Scottish Protestant divine; b. Baldovy, Aug. 1, 1545;d. Sedan, 1622. Melville was educated at Montrose grammar school and at the University of St. Andrews. In 1564 he left St. Andrews for Paris where he perfected his knowledge of Greek, studied Oriental languages, and attended the lectures of Peter Ramus, whose philosophical method and plan of teaching he afterward introduced into the universities of Scotland. Melville later studied law at Poitiers and, in the face of political troubles, sought refuge at Geneva where he was welcomed by Theodore beza (1569) and appointed to the chair of humanity in the academy of that city.

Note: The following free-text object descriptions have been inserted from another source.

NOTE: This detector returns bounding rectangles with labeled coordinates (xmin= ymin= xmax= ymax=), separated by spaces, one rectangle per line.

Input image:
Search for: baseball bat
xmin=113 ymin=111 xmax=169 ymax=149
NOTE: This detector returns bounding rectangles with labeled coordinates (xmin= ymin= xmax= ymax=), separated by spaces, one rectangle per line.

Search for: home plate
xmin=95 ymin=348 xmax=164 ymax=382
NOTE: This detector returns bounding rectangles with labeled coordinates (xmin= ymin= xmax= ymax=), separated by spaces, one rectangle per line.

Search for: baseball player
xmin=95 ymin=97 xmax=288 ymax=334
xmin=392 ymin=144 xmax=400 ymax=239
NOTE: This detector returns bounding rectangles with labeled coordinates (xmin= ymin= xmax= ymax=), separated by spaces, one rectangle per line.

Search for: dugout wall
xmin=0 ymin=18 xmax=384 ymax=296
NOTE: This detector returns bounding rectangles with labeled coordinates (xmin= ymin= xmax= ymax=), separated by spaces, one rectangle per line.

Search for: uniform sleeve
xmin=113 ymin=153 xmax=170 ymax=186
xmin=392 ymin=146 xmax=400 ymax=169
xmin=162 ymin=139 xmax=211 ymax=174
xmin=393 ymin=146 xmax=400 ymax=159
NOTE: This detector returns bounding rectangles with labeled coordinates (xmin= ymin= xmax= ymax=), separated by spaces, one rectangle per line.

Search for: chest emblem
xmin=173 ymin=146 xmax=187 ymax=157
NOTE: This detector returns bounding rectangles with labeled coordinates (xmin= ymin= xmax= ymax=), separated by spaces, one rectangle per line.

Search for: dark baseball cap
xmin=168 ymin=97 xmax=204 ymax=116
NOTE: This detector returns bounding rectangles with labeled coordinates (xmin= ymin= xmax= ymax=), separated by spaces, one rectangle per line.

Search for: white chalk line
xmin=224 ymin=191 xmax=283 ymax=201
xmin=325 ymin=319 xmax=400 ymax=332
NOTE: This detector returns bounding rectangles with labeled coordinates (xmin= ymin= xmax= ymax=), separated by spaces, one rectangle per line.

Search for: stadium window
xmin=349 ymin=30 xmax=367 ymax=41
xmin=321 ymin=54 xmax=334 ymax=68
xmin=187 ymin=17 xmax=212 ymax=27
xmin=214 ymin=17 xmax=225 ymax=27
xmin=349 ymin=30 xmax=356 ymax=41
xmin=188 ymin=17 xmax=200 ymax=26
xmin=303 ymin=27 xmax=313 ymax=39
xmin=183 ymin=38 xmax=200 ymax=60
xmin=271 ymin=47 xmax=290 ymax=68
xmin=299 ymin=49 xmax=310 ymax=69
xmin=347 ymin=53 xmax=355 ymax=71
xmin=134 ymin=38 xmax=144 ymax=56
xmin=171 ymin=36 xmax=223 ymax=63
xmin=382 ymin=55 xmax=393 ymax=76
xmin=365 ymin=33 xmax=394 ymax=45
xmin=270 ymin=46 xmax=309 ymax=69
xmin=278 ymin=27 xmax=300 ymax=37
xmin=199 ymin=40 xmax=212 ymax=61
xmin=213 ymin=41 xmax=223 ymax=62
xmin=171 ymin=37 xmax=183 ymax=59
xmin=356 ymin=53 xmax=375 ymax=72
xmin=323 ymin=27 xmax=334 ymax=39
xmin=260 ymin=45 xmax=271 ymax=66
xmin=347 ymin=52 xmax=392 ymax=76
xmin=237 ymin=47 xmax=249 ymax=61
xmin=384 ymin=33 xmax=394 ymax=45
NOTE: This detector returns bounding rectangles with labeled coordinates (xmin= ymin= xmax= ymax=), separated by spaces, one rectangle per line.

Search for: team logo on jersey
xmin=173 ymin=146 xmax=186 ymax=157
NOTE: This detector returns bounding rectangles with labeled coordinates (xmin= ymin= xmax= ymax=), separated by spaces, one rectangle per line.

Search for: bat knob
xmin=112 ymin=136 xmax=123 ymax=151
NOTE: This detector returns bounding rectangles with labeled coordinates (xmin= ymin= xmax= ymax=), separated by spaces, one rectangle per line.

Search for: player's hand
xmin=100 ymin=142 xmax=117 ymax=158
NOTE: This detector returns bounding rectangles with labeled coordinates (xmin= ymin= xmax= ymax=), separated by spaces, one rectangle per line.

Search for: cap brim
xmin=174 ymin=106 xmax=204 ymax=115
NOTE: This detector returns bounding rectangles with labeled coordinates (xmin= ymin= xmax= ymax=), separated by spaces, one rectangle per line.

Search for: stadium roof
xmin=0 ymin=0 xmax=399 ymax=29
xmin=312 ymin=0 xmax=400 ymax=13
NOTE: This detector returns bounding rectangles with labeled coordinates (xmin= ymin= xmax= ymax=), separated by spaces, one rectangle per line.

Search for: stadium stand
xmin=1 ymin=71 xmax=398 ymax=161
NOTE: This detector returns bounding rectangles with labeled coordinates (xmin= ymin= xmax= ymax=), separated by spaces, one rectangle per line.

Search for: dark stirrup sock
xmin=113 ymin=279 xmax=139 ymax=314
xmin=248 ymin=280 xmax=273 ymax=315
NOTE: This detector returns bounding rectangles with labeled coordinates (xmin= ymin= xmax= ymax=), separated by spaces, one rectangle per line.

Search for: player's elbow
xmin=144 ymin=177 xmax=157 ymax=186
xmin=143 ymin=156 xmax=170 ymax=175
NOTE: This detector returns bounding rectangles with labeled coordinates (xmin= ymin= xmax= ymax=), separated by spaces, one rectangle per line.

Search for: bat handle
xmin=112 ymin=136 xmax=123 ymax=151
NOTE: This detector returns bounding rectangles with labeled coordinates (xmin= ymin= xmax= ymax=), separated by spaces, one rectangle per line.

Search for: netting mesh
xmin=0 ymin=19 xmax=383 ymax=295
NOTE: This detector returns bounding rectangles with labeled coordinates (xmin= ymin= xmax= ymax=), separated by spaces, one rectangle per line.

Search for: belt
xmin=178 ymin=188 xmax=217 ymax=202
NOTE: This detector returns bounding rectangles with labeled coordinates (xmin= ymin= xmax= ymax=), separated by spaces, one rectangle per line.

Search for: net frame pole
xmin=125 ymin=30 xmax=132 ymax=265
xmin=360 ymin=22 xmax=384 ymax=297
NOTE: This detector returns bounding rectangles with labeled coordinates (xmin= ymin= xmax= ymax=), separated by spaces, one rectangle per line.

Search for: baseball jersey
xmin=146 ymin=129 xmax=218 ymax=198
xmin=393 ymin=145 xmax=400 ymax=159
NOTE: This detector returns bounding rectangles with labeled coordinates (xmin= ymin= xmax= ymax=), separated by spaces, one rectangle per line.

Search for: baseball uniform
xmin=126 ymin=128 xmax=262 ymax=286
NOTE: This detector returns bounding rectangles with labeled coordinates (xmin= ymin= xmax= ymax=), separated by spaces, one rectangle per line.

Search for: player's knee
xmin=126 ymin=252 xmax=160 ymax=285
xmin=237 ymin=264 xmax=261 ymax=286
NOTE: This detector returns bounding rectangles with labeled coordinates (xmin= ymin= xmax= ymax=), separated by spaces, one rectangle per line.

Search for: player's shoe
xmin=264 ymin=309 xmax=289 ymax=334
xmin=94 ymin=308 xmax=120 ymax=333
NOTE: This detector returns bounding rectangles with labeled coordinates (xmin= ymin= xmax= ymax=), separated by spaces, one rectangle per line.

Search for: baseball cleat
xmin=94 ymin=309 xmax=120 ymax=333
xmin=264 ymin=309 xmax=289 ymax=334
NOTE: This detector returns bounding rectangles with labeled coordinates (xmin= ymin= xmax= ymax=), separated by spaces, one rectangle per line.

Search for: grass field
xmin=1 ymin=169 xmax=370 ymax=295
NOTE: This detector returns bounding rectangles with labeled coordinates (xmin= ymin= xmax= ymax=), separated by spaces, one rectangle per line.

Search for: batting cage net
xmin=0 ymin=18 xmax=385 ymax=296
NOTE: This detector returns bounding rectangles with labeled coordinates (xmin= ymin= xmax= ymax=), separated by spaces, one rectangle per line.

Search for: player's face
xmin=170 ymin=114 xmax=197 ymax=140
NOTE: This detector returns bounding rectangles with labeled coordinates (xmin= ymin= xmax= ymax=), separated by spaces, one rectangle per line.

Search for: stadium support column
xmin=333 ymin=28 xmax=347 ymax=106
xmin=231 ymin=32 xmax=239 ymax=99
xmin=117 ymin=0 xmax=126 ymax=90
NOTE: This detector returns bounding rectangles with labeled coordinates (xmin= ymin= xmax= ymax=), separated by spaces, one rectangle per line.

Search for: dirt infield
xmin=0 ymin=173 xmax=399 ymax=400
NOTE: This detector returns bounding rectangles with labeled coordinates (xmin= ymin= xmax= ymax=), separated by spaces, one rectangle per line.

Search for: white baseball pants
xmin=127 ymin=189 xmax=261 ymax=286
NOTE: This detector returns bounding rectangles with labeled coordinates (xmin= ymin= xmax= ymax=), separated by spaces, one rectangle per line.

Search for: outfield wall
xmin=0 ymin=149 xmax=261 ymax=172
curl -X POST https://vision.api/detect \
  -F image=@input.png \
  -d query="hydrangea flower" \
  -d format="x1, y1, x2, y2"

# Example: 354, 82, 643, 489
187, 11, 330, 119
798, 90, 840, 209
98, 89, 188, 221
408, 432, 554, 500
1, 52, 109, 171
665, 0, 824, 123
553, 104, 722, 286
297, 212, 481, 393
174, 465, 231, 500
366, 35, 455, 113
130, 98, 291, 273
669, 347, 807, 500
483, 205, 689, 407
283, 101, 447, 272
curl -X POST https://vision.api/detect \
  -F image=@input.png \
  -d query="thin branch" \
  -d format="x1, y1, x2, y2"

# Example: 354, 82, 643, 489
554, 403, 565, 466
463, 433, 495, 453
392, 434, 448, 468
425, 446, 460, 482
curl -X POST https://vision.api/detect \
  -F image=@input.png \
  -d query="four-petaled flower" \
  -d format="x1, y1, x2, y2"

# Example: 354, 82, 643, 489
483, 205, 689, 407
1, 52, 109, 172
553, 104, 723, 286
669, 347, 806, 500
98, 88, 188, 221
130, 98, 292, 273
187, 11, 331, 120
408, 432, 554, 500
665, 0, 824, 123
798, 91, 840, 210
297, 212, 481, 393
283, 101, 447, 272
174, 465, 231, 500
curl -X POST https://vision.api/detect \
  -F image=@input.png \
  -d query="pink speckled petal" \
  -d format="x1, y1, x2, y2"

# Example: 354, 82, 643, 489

Upon returning to Scotland in 1574, Melville was appointed principal of Glasgow University, which had been largely reduced to ruin by the change of religion. There he expanded the scope of the university's teaching; the new chairs that he established were confirmed in 1577, in the Nova Erectio, the charter of James VI. He helped in the reconstitution of Aberdeen University in 1575 and, in 1580, he was appointed principal of St. Mary's College at St. Andrews. Melville was moderator of the General Assembly in 1582; and in the great issue of the day, the position of bishops in the Church of Scotland, he advocated a purely presbyterian system of Church government. The question became acute through the attempt of the court to force the acceptance of certain bishops on the reformed church. When summoned before the Privy Council in February 1584, Melville fled to England, but he returned after a few months and, in March of 1586, resumed his lectures at St. Andrews.
For the next 20 years he was the vigilant protagonist of the presbyterian system and the liberties of the Scottish Church. In 1606 Melville, with seven other clergy of the Scottish Church, was summoned to London in order "that his majesty (James VI and I) might treat with them of such things as would tend to settle the peace of the Church." Melville's overbearing assertion of the general assembly's independence of the Crown and his sarcastic Latin epigrams on the ritual of the royal chapel gave King James an excuse to commit Melville to the Tower where he was imprisoned for four years. He was released on condition that he accept a professional chair at the University of Sedan, where he taught for the last 11 years of his life.
Melville's intellectual gifts and his courage have never been in dispute, but like all autocrats, he identified his own will with the honor of Christ and His Church. His opposition to the Crown, however, grew into a legend and became the ideal that Scottish Presbyterians ever afterward admired. Melville is the true author of the presbyterian system of church government that has become an essential part of the established Church of Scotland.
Bibliography: a. m. mackenzie, The Scotland of Queen Mary and the Religious Wars (London 1936). t. mccrie, Life of Andrew Melville, 2 v. (2d ed. Edinburgh 1824). m. schmidt, Die Religion in Geschichte und Gegenwart (Tübingen 1957–65) 4:847–848. a. gordon, The Dictionary of National Biography from the Earliest Times to 1900 (London 1885–1900) 13:230–237.